Political parties entered a new fund-raising era immediately after the 2002 elections. At that moment, the McCain-Feingold campaign-finance legislation prohibited national party committees from accepting the unlimited, unregulated “soft-money” contributions from wealthy individuals, corporations and labor unions — often donated in multimillion-dollar increments. Henceforth, national party committees, including the parties’ national Senate and House campaign committees, would have to rely solely on “hard money” contributions, which are limited funds donated by individuals (a maximum of $26,700 per year per national committee, subject to a two-year aggregate total of $61,400) and by political action committees ($15,000 per year per national committee).
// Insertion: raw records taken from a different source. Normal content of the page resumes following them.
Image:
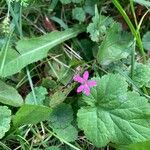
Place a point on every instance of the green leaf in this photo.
(53, 148)
(5, 119)
(114, 115)
(143, 2)
(99, 26)
(68, 133)
(34, 49)
(141, 75)
(31, 114)
(60, 121)
(9, 95)
(77, 1)
(65, 1)
(115, 46)
(146, 41)
(40, 93)
(79, 14)
(59, 96)
(136, 146)
(61, 116)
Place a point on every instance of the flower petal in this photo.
(80, 88)
(86, 75)
(86, 90)
(92, 83)
(78, 79)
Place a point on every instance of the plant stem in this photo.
(69, 144)
(133, 30)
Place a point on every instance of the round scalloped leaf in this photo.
(114, 115)
(5, 118)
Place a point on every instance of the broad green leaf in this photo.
(5, 119)
(53, 148)
(136, 146)
(141, 75)
(60, 121)
(34, 49)
(65, 1)
(77, 1)
(69, 1)
(79, 14)
(40, 93)
(68, 133)
(115, 46)
(114, 115)
(146, 41)
(59, 96)
(31, 114)
(143, 2)
(9, 95)
(61, 116)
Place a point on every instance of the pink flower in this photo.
(85, 83)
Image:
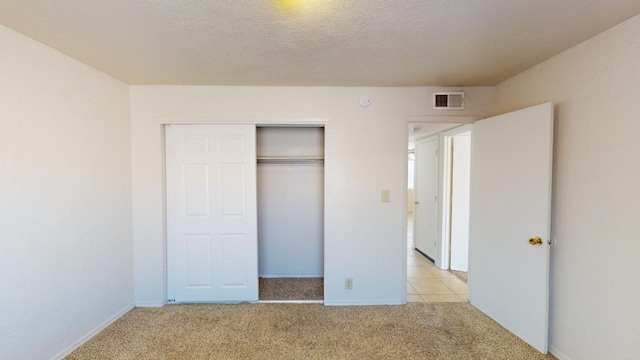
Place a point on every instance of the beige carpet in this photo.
(291, 289)
(451, 331)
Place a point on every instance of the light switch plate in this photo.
(384, 196)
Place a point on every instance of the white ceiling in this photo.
(313, 42)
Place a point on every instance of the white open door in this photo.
(510, 204)
(425, 213)
(460, 182)
(211, 213)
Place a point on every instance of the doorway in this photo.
(427, 282)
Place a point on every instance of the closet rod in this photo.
(291, 161)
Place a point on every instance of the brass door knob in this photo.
(535, 241)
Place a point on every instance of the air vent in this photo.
(448, 101)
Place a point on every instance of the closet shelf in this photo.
(290, 160)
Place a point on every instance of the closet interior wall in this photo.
(290, 201)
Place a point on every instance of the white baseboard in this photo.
(150, 304)
(557, 353)
(273, 276)
(76, 344)
(362, 302)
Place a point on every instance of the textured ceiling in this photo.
(313, 42)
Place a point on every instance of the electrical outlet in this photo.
(348, 283)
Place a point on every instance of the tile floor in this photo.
(427, 283)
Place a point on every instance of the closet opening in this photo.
(290, 194)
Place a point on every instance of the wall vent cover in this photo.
(448, 101)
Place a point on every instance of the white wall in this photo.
(65, 200)
(365, 152)
(595, 274)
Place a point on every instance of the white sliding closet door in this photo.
(211, 213)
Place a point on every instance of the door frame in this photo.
(445, 237)
(426, 119)
(257, 122)
(429, 138)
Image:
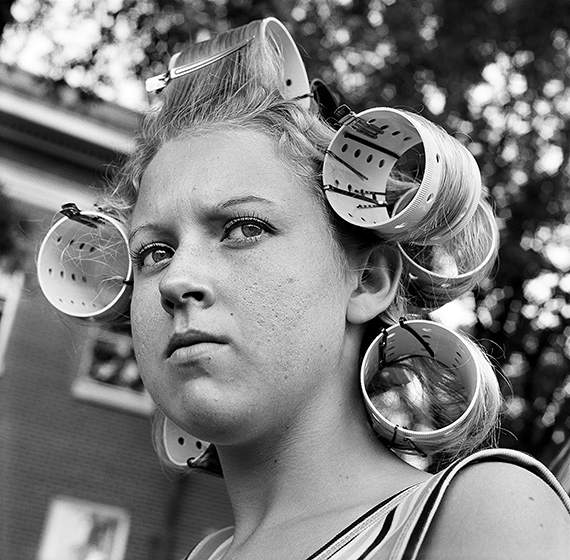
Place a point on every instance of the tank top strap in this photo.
(428, 499)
Over the four years from 1999 through 2002, the RNC collected nearly $50 million more in soft money ($280 million) than the DNC ($231 million) received. But the RNC advantage over the DNC in “hard money” was much bigger. In fact, the RNC’s hard-money contributions for the 1999-2002 period ($383 million) were twice the level of the DNC’s hard-money total ($191 million). Notwithstanding the RNC’s gargantuan hard-money advantage through 2002, the DNC defied all conventional wisdom by raising more hard money ($394 million) than the RNC collected ($392 million) during the 2003-2004 cycle.
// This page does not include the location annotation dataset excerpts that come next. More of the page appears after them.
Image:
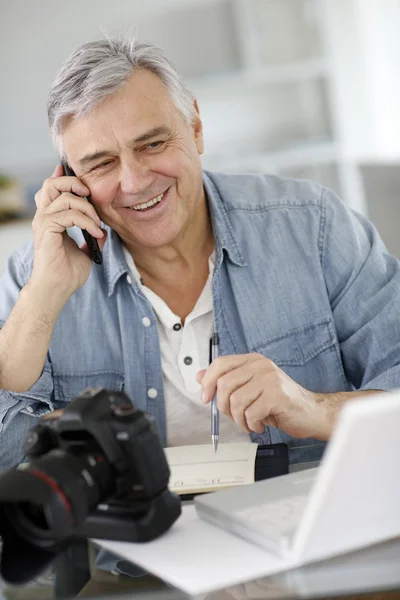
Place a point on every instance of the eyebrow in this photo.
(89, 158)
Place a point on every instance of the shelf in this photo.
(296, 71)
(319, 153)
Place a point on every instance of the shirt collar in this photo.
(223, 232)
(114, 262)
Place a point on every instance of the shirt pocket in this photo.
(310, 355)
(67, 386)
(298, 346)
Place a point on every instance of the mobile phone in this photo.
(94, 250)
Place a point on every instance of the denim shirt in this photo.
(298, 277)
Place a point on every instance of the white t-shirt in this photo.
(184, 351)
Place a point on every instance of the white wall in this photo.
(365, 44)
(35, 38)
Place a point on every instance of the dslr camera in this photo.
(97, 470)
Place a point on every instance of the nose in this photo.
(135, 177)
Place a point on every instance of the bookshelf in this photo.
(265, 82)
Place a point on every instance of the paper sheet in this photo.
(199, 469)
(198, 557)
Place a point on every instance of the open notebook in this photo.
(197, 469)
(354, 503)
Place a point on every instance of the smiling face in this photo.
(141, 162)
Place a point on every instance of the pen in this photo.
(214, 341)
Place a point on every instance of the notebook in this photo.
(198, 469)
(351, 500)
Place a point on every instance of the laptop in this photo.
(350, 501)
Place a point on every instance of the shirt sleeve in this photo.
(363, 283)
(37, 400)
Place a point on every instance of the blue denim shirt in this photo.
(298, 277)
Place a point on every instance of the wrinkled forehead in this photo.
(141, 105)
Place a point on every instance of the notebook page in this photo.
(196, 469)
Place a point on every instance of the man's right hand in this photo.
(59, 264)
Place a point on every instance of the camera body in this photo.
(96, 469)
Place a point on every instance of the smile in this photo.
(148, 204)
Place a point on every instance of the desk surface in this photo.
(374, 571)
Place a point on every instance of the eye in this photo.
(155, 145)
(101, 165)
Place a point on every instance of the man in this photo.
(300, 290)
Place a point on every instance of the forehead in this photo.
(140, 105)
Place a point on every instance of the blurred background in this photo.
(306, 88)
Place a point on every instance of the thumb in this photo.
(200, 375)
(58, 171)
(102, 241)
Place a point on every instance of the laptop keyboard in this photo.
(282, 515)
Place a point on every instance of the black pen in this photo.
(214, 342)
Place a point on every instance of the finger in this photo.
(242, 398)
(200, 375)
(58, 171)
(84, 247)
(69, 201)
(261, 412)
(229, 383)
(220, 366)
(59, 222)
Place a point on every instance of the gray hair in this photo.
(98, 69)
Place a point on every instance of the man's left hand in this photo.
(254, 392)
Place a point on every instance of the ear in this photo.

Interestingly, the DNC’s 2005 fund-raising receipts of $56 million were nearly 30 percent above its 2003 total, while the RNC actually raised less money in 2005 ($105 million) than it did in 2003 ($108 million). Because the DNC under Mr. Dean had spent nearly 65 percent more money during 2005 than the DNC spent in 2003, the DNC is entering the 2006 election year with $5 million less than it had entering 2004.
The real party money, of course, is raised in an election year. In 2004 alone, admittedly a presidential year, the DNC raised about $350 million in hard money. That was $65 million more than the RNC raised in 2004. Beyond the nearly $400 million the DNC raised during the 2003-2004 cycle, Democratic presidential candidates collected another $343 million in hard money from individuals, who could contribute no more than $2,000 per candidate. John Kerry alone raised $196 million in hard money during just seven months in 2004 (and foolishly finished the campaign with $16 million in the bank, money that could have been legally diverted to Ohio, which he lost by 2.1 percentage points, costing him the presidency).
If 2004 is any guide, there clearly are hundreds of millions of Democratic hard-money dollars potentially available to the DNC this year. Whether Mr. Dean can pry that money loose may prove to be the biggest factor determining which party can claim victory in November.